I am a fan of minimalistic sets and that is what we have in this production. Much is left to the imagination, but such was the quality of the acting and direction that nobody who has had the good fortune to see Mimosa could fail to be there with the cast in the noisy, bustling dockland streets of Liverpool, in the cramped conditions on board the Mimosa both when becalmed and in rough seas and on the rocky coastline of what is now Puerto Madryn in the New Bay. We were there with Michael D. Jones back in Wales, with Edwin Cynrig Roberts and Lewis Jones on the shore in Madryn, with all the passengers throughout the adventure and with the inexperienced 25 year old Captain, George Pepperall.

Dylan Williams, a familiar face to Welsh audiences and who has recently finished a run performing in Les Miserables in the West End, is the senior member of what is a very young and talented professional cast. Dylan, Hanna Jarman, Tom Blumberg and the youngest member of the cast, Bethany Gwyn, each takes on a number of roles during the show and each is totally convincing, even when Bethany plays a somewhat older man! Not only are all four very talented actors, they also sing well both as soloists and in a harmony in which the Welsh excel.

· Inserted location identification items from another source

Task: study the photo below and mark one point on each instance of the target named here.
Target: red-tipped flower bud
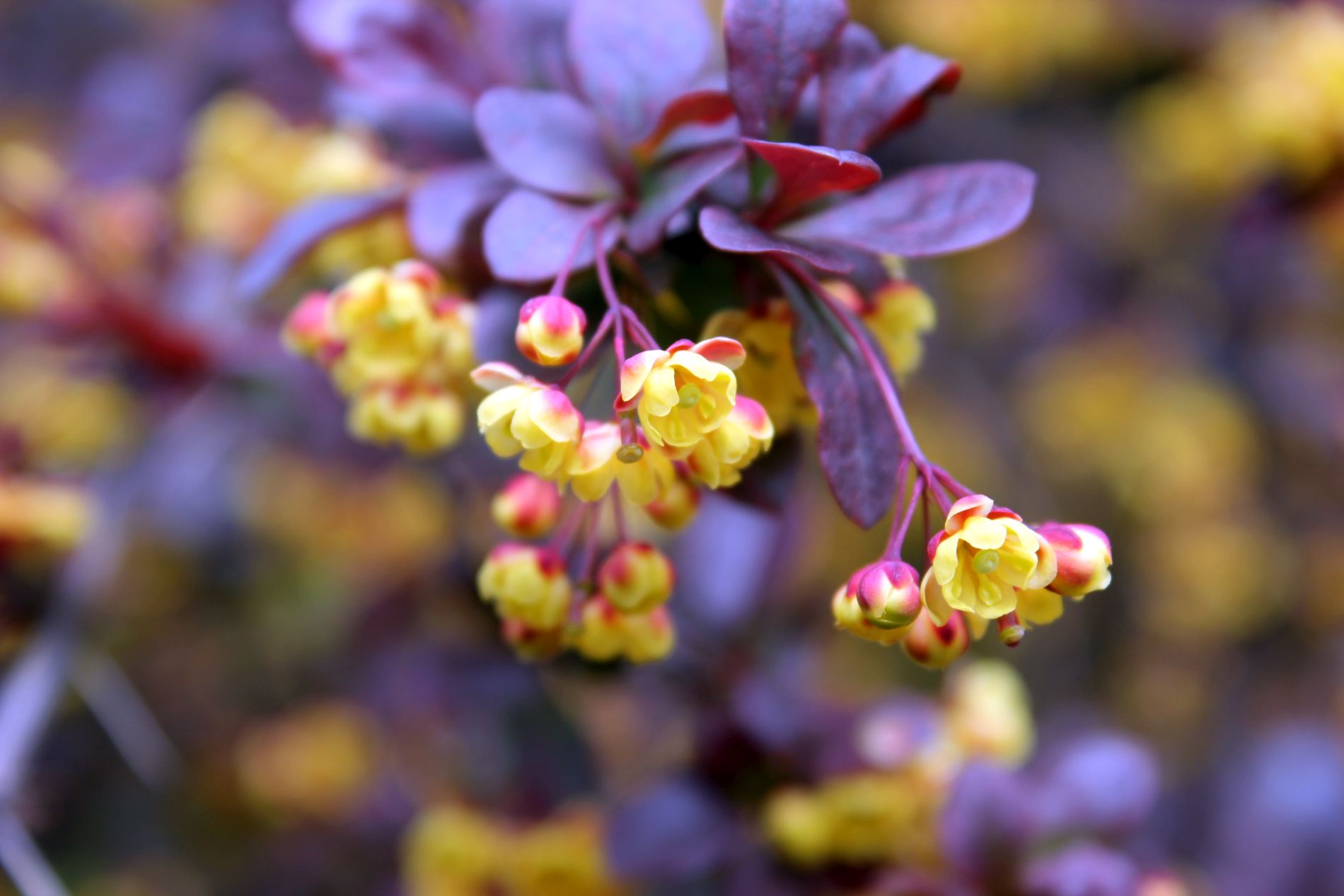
(550, 330)
(676, 503)
(934, 646)
(527, 507)
(887, 593)
(636, 578)
(1082, 554)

The story revolves around the lives of 31 year old William Jones and his wife, Catherine, also 31 years old and their two daughters, three year old Mary Ann and sixteen month old Jane. The family had left Bala to embark on the voyage of adventure to Y Wladfa, but their early lives in the new colony were showered in grief. Mary Ann died on the day the Mimosa dropped anchor in the New Bay and her despairing parents had to face further heart-break when little Jane died a mere four weeks later.

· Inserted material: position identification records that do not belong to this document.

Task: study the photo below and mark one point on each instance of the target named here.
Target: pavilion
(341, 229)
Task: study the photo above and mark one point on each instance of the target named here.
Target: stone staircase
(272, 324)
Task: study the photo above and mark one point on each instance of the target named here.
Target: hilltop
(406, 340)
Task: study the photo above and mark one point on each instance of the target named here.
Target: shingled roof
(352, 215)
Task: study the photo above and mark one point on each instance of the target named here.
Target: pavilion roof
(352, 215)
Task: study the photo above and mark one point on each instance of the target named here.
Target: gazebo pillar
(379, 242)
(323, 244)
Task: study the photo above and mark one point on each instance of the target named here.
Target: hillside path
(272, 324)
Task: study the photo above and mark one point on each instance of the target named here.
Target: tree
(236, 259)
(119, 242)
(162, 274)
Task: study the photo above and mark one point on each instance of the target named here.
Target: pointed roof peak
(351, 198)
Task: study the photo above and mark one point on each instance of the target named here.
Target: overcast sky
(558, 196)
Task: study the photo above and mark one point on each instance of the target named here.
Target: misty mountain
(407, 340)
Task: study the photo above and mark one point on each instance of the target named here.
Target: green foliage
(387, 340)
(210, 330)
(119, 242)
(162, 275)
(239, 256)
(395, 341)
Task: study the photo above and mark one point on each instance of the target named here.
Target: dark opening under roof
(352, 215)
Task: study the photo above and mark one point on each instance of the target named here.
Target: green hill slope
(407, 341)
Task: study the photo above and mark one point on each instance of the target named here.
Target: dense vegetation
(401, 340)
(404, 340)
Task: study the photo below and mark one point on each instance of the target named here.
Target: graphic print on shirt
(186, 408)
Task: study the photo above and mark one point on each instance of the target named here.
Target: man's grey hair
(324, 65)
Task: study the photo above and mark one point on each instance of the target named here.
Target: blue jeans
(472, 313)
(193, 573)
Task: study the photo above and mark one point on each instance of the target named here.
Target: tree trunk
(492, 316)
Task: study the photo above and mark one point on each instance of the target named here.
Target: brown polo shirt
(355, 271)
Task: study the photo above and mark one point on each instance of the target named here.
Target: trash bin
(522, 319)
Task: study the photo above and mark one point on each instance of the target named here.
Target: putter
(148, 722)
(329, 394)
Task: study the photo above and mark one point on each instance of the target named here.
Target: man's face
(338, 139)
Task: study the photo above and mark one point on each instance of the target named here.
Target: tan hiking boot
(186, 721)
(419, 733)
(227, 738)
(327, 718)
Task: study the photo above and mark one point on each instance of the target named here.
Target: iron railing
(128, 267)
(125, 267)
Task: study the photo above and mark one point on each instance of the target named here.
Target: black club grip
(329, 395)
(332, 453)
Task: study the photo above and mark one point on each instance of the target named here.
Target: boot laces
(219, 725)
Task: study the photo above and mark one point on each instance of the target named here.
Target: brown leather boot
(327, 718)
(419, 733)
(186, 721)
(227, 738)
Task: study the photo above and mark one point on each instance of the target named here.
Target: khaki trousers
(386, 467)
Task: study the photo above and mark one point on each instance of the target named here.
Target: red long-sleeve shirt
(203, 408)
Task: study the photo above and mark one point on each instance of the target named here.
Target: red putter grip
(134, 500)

It is to the credit of the actors and all concerned with the production that every scene, every emotion, every twist and turn in the story are all so credible. What is remarkable is that the drama is staged in both a Welsh language version and one in English. I had the distinct pleasure of seeing the performance in Welsh, in the language of Y Fintai Gyntaf, the First Colonists, but the cast had already performed in English in the matinee earlier in the day. There are few actors who could perform the same play in two different languages in two performances on the same day. Such is the talent of the cast of Mimosa.

Having completed a demanding tour of Wales, culminating in an extended run in Clwyd Theatr Cymru, the four professional actors will shortly be joined by 18 young actors, 16 from Wales and 2 from Patagonia. The larger cast will perform in the National Eisteddfod in Meifod before the whole company flies out to Patagonia to perform in Gaiman, Madryn, Trelew and then over to Trevelin in the foothills of the Andes. It may be the Patagonian winter in August, but the party from Clwyd Theatr Cymru can certainly be assured of a warm welcome in Y Wladfa. My one regret is that, having just returned from our second visit to Patagonia, my wife and I will not be able to see Mimosa over in Argentina but we have already told friends over there that a theatrical treat is on its way to them.

The play, so heavily tinged in sadness and tragedy, ends on a note of hope for the future. Having survived the ordeal of their arrival in the New Bay and having lost a number of passengers, mainly young children, the story turns to the new births, two on board the Mimosa, and to the discovery of the River Chupat (Afon Camwy in Welsh) and of more fertile land 40 miles to the south of Madryn. William and Catherine went on to have a large new family in Y Wladfa and to have a successful life, with Catherine living right up to 1914. It was only fitting that Monica Jones, formerly of Gaiman and Trevelin, but now living in Deganwy, the great-granddaughter of William and Catherine should be in the audience to enjoy a truly fitting tribute to her ancestors and to the voyage of the Mimosa.